I stumbled (belatedly) across this essay online a couple of weeks ago. I found it interesting, because by nature I consider myself to be an introvert. I love being alone.
For those who don't have time to read the whole thing, it argues that the internet, and computer technology in general, has created "a culture of connectivity" in which we crave visibility, recognition and connection with others. And goes on to say that this comes at the expense of our ability to enjoy being alone and to spend time in quiet reflection.
Interestingly, the author also makes the point that "the act of being alone has been understood as an essential dimension of the religious experience." I would agree that it is, and that perhaps people's search for connection with others via Facebook friend counts, following celebrities on Twitter, even in wondering how many people out there are reading our blogs (see this post of mine as an example) can, for both non-Christians and Christians, be a search for connectedness that can really only be found through God.
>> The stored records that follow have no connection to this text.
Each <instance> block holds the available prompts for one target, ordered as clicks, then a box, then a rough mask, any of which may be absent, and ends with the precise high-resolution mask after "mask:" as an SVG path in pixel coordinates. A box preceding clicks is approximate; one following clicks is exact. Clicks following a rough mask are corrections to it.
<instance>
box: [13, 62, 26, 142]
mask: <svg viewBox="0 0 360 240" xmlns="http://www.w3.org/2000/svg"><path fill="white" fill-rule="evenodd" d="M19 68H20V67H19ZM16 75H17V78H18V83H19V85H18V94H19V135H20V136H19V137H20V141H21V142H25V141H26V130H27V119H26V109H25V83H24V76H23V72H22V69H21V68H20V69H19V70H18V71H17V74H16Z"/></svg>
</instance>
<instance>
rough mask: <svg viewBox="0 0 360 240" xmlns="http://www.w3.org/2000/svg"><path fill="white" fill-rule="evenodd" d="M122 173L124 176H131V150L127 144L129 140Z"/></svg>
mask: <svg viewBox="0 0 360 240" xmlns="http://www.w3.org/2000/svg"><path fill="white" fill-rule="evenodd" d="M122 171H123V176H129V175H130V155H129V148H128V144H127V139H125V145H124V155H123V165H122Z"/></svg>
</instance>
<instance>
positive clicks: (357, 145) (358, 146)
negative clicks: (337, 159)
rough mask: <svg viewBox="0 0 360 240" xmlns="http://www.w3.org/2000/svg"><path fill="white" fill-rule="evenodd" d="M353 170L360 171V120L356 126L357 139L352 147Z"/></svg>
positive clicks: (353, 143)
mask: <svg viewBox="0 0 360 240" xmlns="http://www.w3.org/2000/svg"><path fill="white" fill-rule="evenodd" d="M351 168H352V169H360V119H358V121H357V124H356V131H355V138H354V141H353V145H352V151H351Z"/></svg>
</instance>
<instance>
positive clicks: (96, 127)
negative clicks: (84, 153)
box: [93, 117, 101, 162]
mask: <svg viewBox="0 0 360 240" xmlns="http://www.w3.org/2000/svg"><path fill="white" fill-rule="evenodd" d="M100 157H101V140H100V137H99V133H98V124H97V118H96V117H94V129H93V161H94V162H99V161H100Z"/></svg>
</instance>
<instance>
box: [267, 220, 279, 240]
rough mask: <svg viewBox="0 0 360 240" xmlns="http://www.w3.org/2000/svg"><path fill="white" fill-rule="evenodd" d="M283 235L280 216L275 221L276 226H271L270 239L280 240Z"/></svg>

However, Christianity, as I understand it, is not all about solitude. We were made to relate to God, through His son Jesus and his death on the cross. And it is important to spend time in quiet and solitary reflection through prayer and studying God's word. But we are also made to connect with other Christians. And to non-Christians as well. The internet now allows us to do that in ways we would never have dreamed about a few short years ago. But it shouldn't be a total substitute for face to face connection and relationship-building.
The challenge in todays's plethora of computer technology is how to relate to other people without falling into the trap of "craving recognition." And also in not letting technology dominate our time to the extent that we never take the time to reflect quietly and with thankfulness on all that God has done for us.